These visits are tricky by definition. Not showing up is unforgivable, of course. You have to go. But no leader should ever make the error of thinking they are actually "helping" by being at the scene of a disaster. What they are actually doing is imposing a considerable new complication (cameras, gormless city folk with brand-new rubber boots, demands for telephone reception and double espressos and so on) on a bunch of locals for whom life is already pretty hectic. The purpose for the visit is symbolic; for the afflicted to be assured that the rest of Australia actually cares that they got flooded/burnt out/consumed by fire ants. Tactically, you're the proverbial tits on a bull.

Bearing that in mind, when someone is generous enough to offer you a sausage sandwich, you don't declare yourself too busy to eat it.

In failing to consume the proffered item for the cameras, moreover, Mr Turnbull deprived both the local community and the broader television audience of a rare pleasure: the opportunity to critique their Prime Minister's approach to sausage-eating.

Now, this is just a mean-spirited act.

It's not actually spelled out in the constitution or anything, but I think any reasonable-minded jurist would agree that there is an implied obligation for an elected representative to provide reasonably regular opportunities for their constituents to rip the piss out of the way they eat.

Tony Abbott, for all his recorded failings in office, understood this well, regularly dispatching a raw onion or a small light-beer shandy for the cameras.

Even Bill Shorten has done his duty; on election day last year, he accepted a Democracy Sausage in a long bun at the Strathfield North Public School, turned it on its side and nibbled the thing amidships, provoking extensive comment.

Presumably Mr Shorten was hedging against inclusion in one of those awkward photo galleries of politicians eating phallic foods, which tend to be dominated by US presidential candidates sweatily engulfing corn dogs under the supervision of hard-faced crowds in rural Minnesota.

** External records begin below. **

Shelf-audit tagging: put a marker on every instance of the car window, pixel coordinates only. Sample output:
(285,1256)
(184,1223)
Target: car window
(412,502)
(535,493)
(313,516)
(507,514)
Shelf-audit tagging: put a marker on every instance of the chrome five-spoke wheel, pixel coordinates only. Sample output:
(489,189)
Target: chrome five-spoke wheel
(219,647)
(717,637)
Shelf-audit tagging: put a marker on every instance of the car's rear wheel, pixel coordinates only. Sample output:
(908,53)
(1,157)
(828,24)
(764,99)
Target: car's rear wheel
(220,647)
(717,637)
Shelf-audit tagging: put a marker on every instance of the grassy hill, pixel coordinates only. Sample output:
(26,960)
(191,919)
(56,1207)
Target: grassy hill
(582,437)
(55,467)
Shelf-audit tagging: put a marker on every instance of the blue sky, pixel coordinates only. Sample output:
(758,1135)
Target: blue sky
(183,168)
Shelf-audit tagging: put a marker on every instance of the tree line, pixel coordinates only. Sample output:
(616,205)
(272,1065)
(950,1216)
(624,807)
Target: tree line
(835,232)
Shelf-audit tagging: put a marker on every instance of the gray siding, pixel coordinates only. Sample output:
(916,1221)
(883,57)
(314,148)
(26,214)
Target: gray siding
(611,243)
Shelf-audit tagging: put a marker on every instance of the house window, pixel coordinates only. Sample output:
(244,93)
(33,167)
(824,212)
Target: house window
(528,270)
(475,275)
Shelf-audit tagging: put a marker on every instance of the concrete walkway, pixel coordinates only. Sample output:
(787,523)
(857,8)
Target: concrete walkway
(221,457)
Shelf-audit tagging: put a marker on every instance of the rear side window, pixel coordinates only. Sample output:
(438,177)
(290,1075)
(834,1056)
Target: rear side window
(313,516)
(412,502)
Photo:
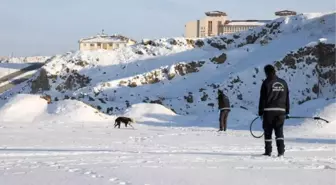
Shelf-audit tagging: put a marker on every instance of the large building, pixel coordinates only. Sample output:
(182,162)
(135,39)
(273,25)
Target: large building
(217,23)
(105,42)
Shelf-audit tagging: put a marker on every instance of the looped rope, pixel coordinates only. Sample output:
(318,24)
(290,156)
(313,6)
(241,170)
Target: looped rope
(251,125)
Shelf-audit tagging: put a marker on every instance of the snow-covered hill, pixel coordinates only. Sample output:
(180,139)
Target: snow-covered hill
(184,74)
(70,142)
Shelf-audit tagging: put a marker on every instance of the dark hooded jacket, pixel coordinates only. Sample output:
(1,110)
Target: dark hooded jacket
(274,95)
(223,102)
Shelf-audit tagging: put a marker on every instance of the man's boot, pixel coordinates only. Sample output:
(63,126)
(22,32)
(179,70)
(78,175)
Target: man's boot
(268,148)
(280,147)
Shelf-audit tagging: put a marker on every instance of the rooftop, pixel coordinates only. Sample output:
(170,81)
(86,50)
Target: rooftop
(215,13)
(103,38)
(246,22)
(285,13)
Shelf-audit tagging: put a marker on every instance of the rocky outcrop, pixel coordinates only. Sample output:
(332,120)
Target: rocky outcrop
(220,59)
(164,73)
(40,83)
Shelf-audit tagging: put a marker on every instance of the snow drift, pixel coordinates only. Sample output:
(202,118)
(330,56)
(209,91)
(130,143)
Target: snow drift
(32,108)
(185,74)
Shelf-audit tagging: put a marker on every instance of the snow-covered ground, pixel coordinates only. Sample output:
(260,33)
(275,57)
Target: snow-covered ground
(8,68)
(72,141)
(49,146)
(11,65)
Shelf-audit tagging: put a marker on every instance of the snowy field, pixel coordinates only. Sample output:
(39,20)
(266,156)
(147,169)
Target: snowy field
(69,143)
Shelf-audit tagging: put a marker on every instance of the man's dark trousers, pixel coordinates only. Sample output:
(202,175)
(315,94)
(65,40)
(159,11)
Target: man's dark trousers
(223,119)
(273,120)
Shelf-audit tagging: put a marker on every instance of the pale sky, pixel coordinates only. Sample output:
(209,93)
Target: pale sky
(48,27)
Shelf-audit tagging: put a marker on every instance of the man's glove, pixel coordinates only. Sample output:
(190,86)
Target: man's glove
(287,116)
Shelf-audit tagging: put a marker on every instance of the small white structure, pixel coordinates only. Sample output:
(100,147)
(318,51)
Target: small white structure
(106,42)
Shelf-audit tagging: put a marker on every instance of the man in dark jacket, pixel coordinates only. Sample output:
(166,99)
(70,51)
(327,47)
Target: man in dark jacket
(273,109)
(224,108)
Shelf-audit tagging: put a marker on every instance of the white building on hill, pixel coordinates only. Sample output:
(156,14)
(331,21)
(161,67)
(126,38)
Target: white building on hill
(106,42)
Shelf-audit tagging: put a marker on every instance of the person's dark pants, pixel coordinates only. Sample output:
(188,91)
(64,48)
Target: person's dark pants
(274,121)
(223,119)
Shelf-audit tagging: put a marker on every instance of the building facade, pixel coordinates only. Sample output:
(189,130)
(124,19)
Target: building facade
(240,25)
(105,42)
(207,26)
(217,23)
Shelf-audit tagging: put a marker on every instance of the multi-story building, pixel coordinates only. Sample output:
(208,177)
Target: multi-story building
(217,23)
(105,42)
(207,26)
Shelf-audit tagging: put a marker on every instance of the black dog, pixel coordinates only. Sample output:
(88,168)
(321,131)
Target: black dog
(125,120)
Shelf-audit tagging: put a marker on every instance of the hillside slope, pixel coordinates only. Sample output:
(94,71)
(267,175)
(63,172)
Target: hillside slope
(184,74)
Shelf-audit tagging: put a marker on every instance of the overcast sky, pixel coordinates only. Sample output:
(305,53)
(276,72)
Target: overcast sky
(48,27)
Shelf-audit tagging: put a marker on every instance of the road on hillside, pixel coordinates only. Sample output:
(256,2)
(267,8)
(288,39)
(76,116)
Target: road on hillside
(15,82)
(32,67)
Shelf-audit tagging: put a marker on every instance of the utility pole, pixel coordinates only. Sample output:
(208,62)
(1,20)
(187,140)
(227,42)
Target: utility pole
(320,59)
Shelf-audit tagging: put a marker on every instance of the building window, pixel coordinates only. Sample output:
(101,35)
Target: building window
(209,27)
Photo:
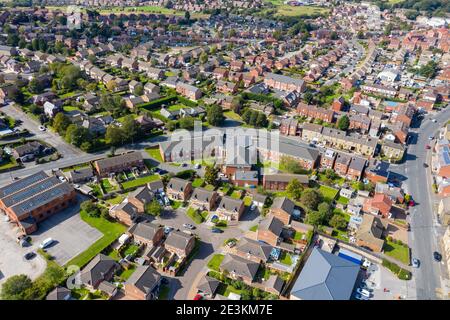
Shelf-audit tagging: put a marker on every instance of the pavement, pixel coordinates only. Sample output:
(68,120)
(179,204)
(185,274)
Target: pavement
(425,229)
(12,261)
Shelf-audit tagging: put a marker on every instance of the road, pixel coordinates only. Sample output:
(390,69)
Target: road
(423,238)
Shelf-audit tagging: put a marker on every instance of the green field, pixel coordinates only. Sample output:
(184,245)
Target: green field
(111,231)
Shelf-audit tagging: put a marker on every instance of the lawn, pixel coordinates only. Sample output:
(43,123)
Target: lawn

A newcomer to political leadership who has seamlessly incorporated his obligations is New Zealand Prime Minister Bill English, who last week posted to social media some images of the meal he had just cooked for his family.

It was a pizza. He'd cooked it slightly skew-whiff on an oven tray such that a bit of the topping had slid off the overhang; an upsetting sight for anyone who likes symmetry and order in the kitchen.

But it was the choice of topping that excited comment: a tin of spaghetti, drained slightly and augmented with pineapple chunks and grated cheese.

"Pizza was a bit soggy in the middle," he reported, somewhat redundantly.

The American late-night TV host Jimmy Kimmel immediately called for Mr English's impeachment (a courageous move given that it might give the New Zealander some further ideas for toppings).

But here, surely, we have a leader with an appropriate sense of self-sacrifice. Make the sausages, eat them in public, and be sure to get some sauce down your front while you're at it.